You can assign an Azure DNS domain name that you manage.

To do this:

  • In DNS strategy, choose Assign a Azure domain name that you manage.

  • Enter the Azure Dns Zone Id in Azure Dns Zone Id.

SSL Strategy

You can manage the TLS certificates associated with each instance linked to the virtual network.

  • In HTTPS strategy, choose a strategy:

  • None (HTTP) only. Does not manage TLS at all. The instance is only accessible via the HTTP (80) port.

  • Self-signed certificates. Each instance will have a self-signed certificate created automatically.

  • Enter a certificate/key for each instance. Select this strategy if you prefer to manage the certificates yourself. You’ll need to specify a certificate and key per each instance in the instance’s settings.

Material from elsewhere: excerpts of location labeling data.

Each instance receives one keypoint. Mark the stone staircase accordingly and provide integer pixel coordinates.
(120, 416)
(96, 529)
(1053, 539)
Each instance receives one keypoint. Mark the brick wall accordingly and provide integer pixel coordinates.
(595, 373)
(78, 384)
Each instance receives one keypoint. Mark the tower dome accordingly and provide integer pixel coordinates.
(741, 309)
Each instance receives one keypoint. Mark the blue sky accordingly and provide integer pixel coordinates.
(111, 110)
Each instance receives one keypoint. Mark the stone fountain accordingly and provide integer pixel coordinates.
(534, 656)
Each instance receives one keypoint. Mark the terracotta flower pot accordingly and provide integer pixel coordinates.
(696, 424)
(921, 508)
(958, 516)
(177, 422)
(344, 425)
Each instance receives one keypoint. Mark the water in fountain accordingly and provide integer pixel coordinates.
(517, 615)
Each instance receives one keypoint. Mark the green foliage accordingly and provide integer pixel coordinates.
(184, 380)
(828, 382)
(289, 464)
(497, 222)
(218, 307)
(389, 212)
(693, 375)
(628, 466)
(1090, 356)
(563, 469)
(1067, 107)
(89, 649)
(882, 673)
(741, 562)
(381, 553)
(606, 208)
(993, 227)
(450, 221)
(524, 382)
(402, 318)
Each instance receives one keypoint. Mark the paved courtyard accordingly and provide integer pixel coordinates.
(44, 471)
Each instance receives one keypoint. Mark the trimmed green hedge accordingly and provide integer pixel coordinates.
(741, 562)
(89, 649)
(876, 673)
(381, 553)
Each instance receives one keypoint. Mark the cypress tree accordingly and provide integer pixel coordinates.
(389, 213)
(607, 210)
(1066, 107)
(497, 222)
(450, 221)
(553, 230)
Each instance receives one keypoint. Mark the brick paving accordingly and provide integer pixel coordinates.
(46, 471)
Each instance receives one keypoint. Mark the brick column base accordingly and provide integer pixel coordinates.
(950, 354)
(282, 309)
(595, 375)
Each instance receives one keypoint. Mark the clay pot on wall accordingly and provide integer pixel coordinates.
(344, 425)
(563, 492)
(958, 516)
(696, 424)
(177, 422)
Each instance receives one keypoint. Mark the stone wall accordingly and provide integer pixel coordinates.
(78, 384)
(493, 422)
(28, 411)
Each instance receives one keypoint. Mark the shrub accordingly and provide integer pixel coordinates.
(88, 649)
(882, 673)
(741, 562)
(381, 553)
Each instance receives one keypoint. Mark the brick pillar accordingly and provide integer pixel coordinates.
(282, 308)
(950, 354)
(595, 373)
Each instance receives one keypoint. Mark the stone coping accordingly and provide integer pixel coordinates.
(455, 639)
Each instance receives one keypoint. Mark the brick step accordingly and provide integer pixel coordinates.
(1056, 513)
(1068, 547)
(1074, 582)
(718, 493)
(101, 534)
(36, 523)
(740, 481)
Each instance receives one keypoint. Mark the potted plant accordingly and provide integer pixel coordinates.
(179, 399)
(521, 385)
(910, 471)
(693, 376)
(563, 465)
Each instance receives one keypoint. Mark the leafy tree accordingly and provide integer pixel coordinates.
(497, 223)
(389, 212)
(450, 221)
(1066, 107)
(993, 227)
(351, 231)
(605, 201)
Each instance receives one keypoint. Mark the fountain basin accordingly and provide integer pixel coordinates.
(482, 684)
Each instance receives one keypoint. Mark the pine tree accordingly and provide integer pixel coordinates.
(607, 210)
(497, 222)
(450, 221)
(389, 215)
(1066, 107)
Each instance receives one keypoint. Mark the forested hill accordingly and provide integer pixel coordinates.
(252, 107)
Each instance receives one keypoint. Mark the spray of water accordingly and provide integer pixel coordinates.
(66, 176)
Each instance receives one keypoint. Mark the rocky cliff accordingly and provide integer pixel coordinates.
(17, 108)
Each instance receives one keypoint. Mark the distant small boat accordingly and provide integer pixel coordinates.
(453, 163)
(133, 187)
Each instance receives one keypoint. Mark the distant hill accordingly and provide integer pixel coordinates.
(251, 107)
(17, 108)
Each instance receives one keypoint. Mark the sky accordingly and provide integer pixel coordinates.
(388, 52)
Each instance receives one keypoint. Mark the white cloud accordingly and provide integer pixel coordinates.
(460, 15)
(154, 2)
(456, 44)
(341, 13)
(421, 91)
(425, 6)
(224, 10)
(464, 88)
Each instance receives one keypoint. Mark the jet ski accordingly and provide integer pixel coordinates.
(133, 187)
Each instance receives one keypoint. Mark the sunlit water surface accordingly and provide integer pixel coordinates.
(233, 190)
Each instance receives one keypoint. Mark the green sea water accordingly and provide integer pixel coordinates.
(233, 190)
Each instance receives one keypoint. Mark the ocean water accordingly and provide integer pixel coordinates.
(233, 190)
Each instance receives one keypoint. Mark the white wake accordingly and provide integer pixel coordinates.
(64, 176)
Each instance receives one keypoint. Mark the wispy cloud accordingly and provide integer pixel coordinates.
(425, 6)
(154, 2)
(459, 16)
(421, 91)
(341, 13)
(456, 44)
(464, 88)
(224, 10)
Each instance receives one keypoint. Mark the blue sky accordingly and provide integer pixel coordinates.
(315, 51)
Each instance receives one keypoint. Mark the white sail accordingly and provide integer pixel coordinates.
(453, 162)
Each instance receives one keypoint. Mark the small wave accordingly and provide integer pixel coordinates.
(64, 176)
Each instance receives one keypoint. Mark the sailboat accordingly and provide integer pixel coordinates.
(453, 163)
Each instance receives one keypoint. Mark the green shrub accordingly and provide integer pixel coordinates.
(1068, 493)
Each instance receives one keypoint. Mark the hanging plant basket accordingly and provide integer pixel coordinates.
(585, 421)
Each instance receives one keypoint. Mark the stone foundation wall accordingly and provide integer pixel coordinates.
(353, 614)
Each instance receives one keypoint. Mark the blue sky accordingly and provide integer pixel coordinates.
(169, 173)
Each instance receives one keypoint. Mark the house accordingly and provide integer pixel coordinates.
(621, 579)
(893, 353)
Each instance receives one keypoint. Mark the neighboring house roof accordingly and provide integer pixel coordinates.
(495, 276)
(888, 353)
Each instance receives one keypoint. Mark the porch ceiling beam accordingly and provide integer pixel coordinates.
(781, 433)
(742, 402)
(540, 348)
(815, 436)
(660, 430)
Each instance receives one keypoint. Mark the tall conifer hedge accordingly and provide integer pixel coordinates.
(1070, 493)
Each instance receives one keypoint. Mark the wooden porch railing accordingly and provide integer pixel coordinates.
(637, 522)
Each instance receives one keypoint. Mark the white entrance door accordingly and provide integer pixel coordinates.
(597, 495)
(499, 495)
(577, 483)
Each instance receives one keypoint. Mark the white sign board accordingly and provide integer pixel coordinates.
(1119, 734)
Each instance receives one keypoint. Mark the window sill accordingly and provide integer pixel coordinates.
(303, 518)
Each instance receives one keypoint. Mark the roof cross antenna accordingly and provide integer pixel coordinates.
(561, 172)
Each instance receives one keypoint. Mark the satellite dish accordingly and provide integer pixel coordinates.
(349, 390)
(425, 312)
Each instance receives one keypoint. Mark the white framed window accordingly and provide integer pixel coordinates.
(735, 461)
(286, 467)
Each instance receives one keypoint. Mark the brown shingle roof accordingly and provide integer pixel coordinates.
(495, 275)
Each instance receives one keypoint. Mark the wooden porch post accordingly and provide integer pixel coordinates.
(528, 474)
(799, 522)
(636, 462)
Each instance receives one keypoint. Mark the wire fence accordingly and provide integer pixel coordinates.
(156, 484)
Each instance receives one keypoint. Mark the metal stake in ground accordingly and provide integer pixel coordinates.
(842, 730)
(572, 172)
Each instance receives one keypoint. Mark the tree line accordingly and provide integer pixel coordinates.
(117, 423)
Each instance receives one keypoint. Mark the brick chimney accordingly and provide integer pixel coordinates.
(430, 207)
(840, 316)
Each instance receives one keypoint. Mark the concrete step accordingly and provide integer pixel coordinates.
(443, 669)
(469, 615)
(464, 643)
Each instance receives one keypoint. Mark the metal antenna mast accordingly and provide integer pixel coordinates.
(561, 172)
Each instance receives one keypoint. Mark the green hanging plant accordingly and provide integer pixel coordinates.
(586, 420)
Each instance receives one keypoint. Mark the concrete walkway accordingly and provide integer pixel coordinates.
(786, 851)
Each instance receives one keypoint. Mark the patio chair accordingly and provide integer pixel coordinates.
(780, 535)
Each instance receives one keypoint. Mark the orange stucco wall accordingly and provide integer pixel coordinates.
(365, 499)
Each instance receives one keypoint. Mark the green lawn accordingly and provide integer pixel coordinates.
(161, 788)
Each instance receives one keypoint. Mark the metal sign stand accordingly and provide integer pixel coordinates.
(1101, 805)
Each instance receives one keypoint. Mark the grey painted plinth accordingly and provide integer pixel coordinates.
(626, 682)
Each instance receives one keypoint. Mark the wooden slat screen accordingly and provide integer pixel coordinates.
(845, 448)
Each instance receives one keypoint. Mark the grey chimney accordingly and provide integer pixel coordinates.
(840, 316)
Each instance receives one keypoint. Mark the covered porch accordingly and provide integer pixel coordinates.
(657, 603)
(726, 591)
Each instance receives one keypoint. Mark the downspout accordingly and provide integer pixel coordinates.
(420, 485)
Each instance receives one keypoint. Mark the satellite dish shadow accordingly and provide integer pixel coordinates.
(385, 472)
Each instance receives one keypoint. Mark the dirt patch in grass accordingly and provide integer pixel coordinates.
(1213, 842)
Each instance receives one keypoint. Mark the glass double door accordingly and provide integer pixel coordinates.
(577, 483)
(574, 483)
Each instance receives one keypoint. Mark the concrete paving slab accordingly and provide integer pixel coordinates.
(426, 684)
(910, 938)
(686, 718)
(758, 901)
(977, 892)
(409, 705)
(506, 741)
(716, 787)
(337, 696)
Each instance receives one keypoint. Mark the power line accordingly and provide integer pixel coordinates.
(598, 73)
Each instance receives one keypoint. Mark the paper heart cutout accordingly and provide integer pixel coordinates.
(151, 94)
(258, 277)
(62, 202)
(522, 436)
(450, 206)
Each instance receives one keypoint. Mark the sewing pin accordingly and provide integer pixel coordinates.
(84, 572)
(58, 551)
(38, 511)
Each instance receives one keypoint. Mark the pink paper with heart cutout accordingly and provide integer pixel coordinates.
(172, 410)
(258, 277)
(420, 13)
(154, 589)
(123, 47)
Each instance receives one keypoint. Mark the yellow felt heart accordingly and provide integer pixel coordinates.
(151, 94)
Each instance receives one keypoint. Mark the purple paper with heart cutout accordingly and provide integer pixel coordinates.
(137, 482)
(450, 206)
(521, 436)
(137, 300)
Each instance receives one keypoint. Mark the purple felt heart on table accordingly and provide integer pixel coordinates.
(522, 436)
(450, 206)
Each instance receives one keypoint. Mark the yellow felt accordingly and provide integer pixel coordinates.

  • Generate certificates using Let’s Encrypt. This strategy leverages “Let’s Encrypt” to generate certificates for each instance. “Let’s Encrypt” needs to be able to complete the DNS challenge to create a certificate. To allow this, you’ll need to configure the Azure Dns Zone Id in the DNS strategy. This strategy automatically renews the certificate before it expires.

    • Enter an email address in Contact Mail.

  • In HTTP strategy, choose a strategy:

  • HTTP port is disabled.

  • HTTP port redirects to HTTPs. This is the recommended option.

When modifying a virtual network template or creating a new network template, Fleet Manager deploys the virtual network in Azure.

Applying the Modifications

Fleet Manager lets you know when modifications require reprovisioning before the changes take effect.

To reprovision an instance:

  • From Instances, choose All and then locate the instance you want to reprovision.

  • Select Reprovision.

  • Select Confirm.

Wait while Fleet Manager reprovisions the instance.